A Feature's geometry can be any of:

  • Coordinate — any of the 18 coordinate classes (LLA, ECEF, UTM, etc.)
  • AreaAreas::Circle, Areas::Polygon, or Areas::BoundingBox
  • Path — a Geodetic::Path representing a route or trail

When the geometry is an area, distance_to and bearing_to use the area's centroid as the reference point. When the geometry is a Path, distance_to and bearing_to use geometric projection to find the closest approach point on the path.


Methods

distance_to(other)

Returns a Geodetic::Distance between this feature and another feature, coordinate, or area. When either side is an area geometry, its centroid is used.

The other parameter can be a Feature, a coordinate, or an area.

liberty = Feature.new(label: "Liberty", geometry: LLA.new(lat: 40.6892, lng: -74.0445, alt: 0))
empire  = Feature.new(label: "Empire",  geometry: LLA.new(lat: 40.7484, lng: -73.9857, alt: 0))

liberty.distance_to(empire).to_km   # => "8.24 km"

# Also works with a raw coordinate
liberty.distance_to(LLA.new(lat: 40.7484, lng: -73.9857, alt: 0))

bearing_to(other)

Returns a Geodetic::Bearing from this feature to another feature, coordinate, or area. Uses the same centroid resolution as distance_to.

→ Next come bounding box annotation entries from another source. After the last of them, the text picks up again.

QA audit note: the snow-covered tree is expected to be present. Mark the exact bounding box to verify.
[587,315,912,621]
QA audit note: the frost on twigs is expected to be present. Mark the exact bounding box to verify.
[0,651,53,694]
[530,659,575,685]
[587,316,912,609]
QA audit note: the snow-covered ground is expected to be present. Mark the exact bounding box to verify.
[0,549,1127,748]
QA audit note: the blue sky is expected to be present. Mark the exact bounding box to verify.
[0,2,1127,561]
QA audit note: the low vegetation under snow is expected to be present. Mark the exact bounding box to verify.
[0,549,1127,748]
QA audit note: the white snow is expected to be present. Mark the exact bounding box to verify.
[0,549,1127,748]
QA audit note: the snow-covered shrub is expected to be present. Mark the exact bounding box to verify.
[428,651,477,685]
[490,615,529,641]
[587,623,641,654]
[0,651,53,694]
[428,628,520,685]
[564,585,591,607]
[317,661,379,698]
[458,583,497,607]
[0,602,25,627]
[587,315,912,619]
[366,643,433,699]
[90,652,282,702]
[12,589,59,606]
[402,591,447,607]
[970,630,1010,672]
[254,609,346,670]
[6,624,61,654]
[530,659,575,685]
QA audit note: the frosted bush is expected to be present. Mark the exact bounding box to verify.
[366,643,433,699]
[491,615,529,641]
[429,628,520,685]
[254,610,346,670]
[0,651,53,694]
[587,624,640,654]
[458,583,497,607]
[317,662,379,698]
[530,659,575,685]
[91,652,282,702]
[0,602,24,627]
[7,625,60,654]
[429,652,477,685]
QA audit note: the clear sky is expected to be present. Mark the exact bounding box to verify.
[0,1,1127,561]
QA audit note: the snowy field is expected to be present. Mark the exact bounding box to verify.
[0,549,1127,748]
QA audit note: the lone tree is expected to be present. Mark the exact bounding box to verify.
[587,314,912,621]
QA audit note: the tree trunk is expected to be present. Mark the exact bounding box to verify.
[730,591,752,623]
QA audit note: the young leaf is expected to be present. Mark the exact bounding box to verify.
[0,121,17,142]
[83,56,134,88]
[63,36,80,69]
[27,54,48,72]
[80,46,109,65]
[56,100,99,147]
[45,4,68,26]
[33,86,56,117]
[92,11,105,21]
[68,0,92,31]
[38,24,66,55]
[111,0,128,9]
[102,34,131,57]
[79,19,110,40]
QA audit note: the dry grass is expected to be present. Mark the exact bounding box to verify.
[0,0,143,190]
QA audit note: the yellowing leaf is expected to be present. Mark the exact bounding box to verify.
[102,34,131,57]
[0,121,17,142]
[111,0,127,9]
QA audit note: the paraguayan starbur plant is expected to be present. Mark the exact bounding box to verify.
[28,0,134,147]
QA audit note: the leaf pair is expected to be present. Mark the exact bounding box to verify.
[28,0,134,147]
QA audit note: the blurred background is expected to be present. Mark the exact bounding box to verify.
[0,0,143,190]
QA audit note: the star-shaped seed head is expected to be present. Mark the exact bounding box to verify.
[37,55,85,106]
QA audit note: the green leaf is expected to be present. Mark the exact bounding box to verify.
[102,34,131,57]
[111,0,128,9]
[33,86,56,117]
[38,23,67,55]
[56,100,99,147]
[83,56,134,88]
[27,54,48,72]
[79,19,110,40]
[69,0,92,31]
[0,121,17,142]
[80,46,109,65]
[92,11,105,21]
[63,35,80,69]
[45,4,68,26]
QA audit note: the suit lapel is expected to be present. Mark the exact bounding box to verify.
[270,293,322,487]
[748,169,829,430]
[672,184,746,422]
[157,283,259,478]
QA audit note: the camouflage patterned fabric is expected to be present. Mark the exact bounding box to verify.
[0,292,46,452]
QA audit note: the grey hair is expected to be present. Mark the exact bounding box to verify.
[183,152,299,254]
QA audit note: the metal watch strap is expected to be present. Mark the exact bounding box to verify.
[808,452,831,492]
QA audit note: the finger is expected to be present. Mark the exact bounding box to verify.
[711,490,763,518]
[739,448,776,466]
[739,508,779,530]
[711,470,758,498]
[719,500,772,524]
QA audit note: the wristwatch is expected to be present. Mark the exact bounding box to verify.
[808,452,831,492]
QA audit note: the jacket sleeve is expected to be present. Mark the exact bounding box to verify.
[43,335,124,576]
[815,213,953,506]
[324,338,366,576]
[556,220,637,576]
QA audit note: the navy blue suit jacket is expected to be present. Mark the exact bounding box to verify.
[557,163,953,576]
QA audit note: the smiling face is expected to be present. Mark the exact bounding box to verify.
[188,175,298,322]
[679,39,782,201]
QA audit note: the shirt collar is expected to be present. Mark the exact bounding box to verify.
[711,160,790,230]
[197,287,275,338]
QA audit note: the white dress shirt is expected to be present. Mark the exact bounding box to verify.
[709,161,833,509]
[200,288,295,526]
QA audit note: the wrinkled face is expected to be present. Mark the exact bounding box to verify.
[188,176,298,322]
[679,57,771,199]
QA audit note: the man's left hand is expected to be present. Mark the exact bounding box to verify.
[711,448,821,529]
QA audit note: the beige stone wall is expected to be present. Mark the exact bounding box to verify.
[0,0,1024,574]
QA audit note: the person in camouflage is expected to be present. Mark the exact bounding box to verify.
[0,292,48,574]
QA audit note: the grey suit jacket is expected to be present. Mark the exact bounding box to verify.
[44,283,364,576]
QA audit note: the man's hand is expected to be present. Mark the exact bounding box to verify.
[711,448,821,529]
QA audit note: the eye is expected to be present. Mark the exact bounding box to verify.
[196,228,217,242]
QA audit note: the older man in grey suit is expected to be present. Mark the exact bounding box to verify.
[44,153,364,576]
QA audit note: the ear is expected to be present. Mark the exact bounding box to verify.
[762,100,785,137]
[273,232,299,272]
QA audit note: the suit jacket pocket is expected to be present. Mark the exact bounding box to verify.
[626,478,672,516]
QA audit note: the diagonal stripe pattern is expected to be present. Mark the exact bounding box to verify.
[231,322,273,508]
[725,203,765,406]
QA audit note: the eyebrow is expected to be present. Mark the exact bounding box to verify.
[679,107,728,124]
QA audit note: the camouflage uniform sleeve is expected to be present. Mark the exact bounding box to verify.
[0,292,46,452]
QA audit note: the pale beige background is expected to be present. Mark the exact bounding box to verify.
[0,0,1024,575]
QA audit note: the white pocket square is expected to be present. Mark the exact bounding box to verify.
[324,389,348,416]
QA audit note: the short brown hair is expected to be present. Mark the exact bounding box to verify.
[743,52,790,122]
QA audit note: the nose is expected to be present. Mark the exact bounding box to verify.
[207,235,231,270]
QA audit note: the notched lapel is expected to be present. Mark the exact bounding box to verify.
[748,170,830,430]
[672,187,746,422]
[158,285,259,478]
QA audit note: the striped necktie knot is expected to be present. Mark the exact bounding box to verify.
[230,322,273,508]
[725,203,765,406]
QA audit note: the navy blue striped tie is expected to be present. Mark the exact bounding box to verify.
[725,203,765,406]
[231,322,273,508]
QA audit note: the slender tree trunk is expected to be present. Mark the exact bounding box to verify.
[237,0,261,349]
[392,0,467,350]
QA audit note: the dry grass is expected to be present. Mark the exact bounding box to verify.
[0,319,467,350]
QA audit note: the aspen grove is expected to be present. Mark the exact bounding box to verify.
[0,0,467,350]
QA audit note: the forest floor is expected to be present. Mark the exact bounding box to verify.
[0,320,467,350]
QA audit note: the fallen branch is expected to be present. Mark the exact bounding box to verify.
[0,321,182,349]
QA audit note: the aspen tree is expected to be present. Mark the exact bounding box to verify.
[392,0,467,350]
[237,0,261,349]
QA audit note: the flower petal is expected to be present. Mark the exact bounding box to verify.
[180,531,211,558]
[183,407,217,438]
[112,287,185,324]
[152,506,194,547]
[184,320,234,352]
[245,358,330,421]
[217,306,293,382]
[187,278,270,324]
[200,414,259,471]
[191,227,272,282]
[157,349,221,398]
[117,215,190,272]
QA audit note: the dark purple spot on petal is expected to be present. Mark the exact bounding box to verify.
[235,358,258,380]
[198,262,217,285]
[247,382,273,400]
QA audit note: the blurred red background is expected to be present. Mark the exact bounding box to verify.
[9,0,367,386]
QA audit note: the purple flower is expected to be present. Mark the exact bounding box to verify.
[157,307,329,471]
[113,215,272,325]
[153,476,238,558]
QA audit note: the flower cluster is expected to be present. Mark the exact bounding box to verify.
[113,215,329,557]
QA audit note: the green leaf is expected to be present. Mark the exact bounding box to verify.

liberty.bearing_to(empire).degrees      # => 36.95
liberty.bearing_to(empire).to_compass   # => "NE"

to_s

Returns "label (geometry.to_s)".

liberty.to_s  # => "Liberty (40.689200, -74.044500, 0.00)"

inspect

Returns a detailed string with label, geometry, and metadata.

liberty.inspect
# => "#<Geodetic::Feature name=\"Liberty\" geometry=#<Geodetic::Coordinate::LLA ...> metadata={}>"

Area Geometry Example

park_boundary = Areas::Polygon.new(boundary: [
  LLA.new(lat: 40.7679, lng: -73.9818, alt: 0),
  LLA.new(lat: 40.7649, lng: -73.9727, alt: 0),
  LLA.new(lat: 40.8003, lng: -73.9494, alt: 0),
  LLA.new(lat: 40.8008, lng: -73.9585, alt: 0),
])

park = Feature.new(label: "Central Park", geometry: park_boundary)

# distance_to uses the polygon's centroid
park.distance_to(liberty)   # => Distance
park.bearing_to(liberty)    # => Bearing

Centroid Resolution

When computing distances and bearings, Feature resolves the underlying point as follows:

  • If the geometry responds to centroid (all area classes do), the centroid is used.
  • Otherwise, the geometry itself is used directly (all coordinate classes).

This applies to both the source feature and the target. When the target is a Feature, its geometry is resolved the same way. When the target is a raw coordinate or area, the same logic applies.